Готхольд Будденброк».
– Прости, пожалуйста, что мне приходится вторично вручать тебе эту мазню, – voilá! – И Иоганн Будденброк гневным движением перебросил письмо сыну.
Консул поймал бумагу, когда она затрепыхалась на уровне его колен, продолжая смятенным, печальным взором следить за тем, как отец ходит взад и вперед по комнате. Старик схватил длинную палку с гасильником на конце, которая стояла у окна, и быстрыми, сердитыми шажками засеменил в противоположный угол к канделябрам.
– «Assez! – говорят тебе. – N’en parlons plus!»[26] Точка! Спать пора! En avant![27]
Огоньки свечей один за другим исчезали, чтобы не вспыхнуть больше под металлическим колпачком гасильника. В столовой горели лишь только две свечи, когда старик опять обернулся к сыну, которого уже с трудом мог разглядеть в глубине комнаты.
– En bien[28], что ты стоишь и молчишь? Ты в конце концов обязан говорить!
– Что мне сказать, отец? Я в нерешительности…
– Ты часто бываешь в нерешительности! – гневно выкрикнул старик, сам зная, что это замечание несправедливо, ибо сын и компаньон не раз превосходил его решительностью действий, направленных к их обоюдной выгоде.
– «Низкое и коварное влияние», – продолжал консул. – Эту фразу нетрудно расшифровать… Вы не знаете, как это меня мучит, отец! И он еще попрекает вас нехристианским поведением!
– Так, значит, эта галиматья запугала тебя, да? – Иоганн Будденброк направился к сыну, сердито волоча за собой гасильник. – Нехристианское поведение! Гм! А по-моему, это благочестивое стяжательство просто смешно. Что вы за народ такой, молодежь, а? Голова набита христианскими и фантастическими бреднями и… идеализмом! Мы, старики, бездушные насмешники… А тут еще Июльская монархия и практические идеалы… Конечно, лучше писать старику отцу глупости и грубости, чем отказаться от нескольких тысяч талеров!.. А как деловой человек он, видите ли, презирает меня! Хорошо же! Но я как деловой человек знаю, что такое faux frais! Faux frais![29] – повторил он, и по-парижски произнесенное «р» грозно пророкотало в полутьме комнаты. – Этот экзальтированный негодяй, мой сынок, не станет мне преданнее оттого, что я смирюсь и уступлю…
– Дорогой отец, ну что мне сказать вам на это?
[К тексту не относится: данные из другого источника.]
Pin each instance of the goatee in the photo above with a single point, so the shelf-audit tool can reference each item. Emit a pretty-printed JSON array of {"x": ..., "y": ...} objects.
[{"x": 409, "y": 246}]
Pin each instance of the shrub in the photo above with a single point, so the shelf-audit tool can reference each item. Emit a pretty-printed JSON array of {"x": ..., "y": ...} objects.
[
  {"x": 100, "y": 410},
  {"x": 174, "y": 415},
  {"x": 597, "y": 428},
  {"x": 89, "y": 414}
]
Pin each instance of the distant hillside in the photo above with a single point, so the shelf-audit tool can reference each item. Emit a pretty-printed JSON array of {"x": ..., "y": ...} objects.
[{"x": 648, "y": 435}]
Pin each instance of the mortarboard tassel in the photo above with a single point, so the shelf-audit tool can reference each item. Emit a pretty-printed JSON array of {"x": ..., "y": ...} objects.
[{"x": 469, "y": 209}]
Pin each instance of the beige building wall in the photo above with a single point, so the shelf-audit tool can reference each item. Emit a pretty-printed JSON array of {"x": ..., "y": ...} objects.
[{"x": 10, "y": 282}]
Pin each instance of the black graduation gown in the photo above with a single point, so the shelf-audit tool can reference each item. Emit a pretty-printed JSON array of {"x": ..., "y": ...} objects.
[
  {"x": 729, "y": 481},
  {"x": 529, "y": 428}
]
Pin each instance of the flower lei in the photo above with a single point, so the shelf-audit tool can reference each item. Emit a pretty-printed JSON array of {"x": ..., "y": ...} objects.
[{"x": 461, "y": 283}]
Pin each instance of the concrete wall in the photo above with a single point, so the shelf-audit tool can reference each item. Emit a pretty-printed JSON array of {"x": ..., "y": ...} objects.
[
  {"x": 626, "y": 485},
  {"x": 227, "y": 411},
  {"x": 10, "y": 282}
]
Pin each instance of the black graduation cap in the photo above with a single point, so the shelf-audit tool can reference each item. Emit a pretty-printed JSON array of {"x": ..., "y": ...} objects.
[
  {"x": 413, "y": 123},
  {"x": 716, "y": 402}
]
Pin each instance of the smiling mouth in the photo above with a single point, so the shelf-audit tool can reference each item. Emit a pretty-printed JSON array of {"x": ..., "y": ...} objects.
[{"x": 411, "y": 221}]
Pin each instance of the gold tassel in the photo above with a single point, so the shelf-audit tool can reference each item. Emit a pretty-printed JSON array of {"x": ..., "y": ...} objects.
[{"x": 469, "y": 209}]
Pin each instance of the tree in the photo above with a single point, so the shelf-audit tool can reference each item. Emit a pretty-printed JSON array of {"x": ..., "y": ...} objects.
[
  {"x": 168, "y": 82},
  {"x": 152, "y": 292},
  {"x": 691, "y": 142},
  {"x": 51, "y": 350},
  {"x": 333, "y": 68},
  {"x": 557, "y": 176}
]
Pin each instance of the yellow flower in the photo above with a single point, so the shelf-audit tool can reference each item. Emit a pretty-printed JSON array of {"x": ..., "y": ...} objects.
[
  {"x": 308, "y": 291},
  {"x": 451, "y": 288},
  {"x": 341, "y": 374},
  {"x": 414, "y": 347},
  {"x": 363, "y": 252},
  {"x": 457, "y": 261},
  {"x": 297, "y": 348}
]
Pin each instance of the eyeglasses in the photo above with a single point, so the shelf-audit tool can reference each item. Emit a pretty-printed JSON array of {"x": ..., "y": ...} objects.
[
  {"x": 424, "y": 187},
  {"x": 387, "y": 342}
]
Я не хочу, чтобы он оказался прав, говоря о «влиянии». Как участник в деле я являюсь лицом заинтересованным и именно поэтому не смею настаивать, чтобы вы изменили свое решение, ведь я не менее добрый христианин, чем Готхольд, хотя…
– Хотя?.. По моему разумению, тебе следовало бы продолжить это «хотя», Жан! Как, собственно, обстоит дело? Когда он воспылал страстью к этой своей мамзель Штювинг и стал устраивать мне сцену за сценой, а потом, вопреки моему решительному запрещению, все же совершил этот мезальянс, я написал ему: «Mon très cher fils[30], ты женишься на лавке, точка! Я тебя не лишаю наследства, так как не собираюсь устраивать spectacle, но дружбе нашей конец. Бери свои сто тысяч в качестве приданого, вторые сто тысяч я откажу тебе по завещанию – и баста! Ты выделен и больше ни на один шиллинг не рассчитывай». Тогда он смолчал. А теперь ему-то какое дело, что мы провели несколько удачных операций и что ты и твоя сестра получите куда больше денег, а из предназначенного вам капитала куплен дом?
– Если бы вы захотели понять, отец, перед какой дилеммой я стою! Из соображений нашего семейного блага мне следовало бы посоветовать вам уступить… Но…
Консул тихонько вздохнул, по-прежнему не выпуская из рук спинки стула. Иоганн Будденброк, опираясь на гасильник, пристально вглядывался в тревожный полумрак, стараясь уловить выражение лица сына. Предпоследняя свеча догорела и потухла; только один огарок еще мерцал в глубине комнаты. На шпалерах то там, то здесь выступала светлая фигура со спокойной улыбкой на устах и вновь исчезала.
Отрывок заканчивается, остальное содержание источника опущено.